The United States and Iran compete for strategic influence in Iraq. For years Sadr has been on the frontlines, calling on Western powers to leave Iraq. He has also now turned his eye towards Iranian-backed militias opposed to Western and especially American presence in the country. 

“From now on, all arms should be in the hands of the state, and its use outside of that should be forbidden, even for those who call themselves the resistance,” he said, referring to the militias.

The populist cleric, who earlier this year withdrew from the election, throwing the whole process into doubt until he was enticed back into the race, will now be the main force in the formation of the government and has started giving out promises to the people.

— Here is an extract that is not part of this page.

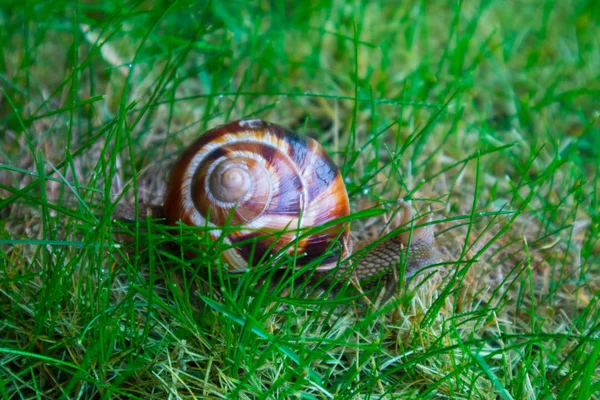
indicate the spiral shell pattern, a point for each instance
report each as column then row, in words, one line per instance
column 268, row 181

“All corrupt people will be punished wherever they are,” Sadr said.

Members of his bloc, however, have been linked to corruption and ineptitude. Former health minister Hassan al-Tamimi was forced to resign after deadly hospital fires in Baghdad and Nasiriyah earlier this year, blamed on the ministry’s negligence.

Sadr also promised to fix some of Iraq’s financial problems.

“We will work on increasing the value of the Iraqi dinar against the value of international currencies,” he said.

He had previously expressed his concern over the parliamentary decision in December to devalue the dinar. “The Central Bank and all other banks are prisoners of corruption and the corrupt. The government and parliament must seek specialized methods to end this and liberalize it immediately,” he tweeted at the time. 

Sadr led the largest bloc in the outgoing parliament. In the 2018 election, his Sairoon alliance, a coalition of Sadrists, the communist party, and some smaller groups, secured 54 seats.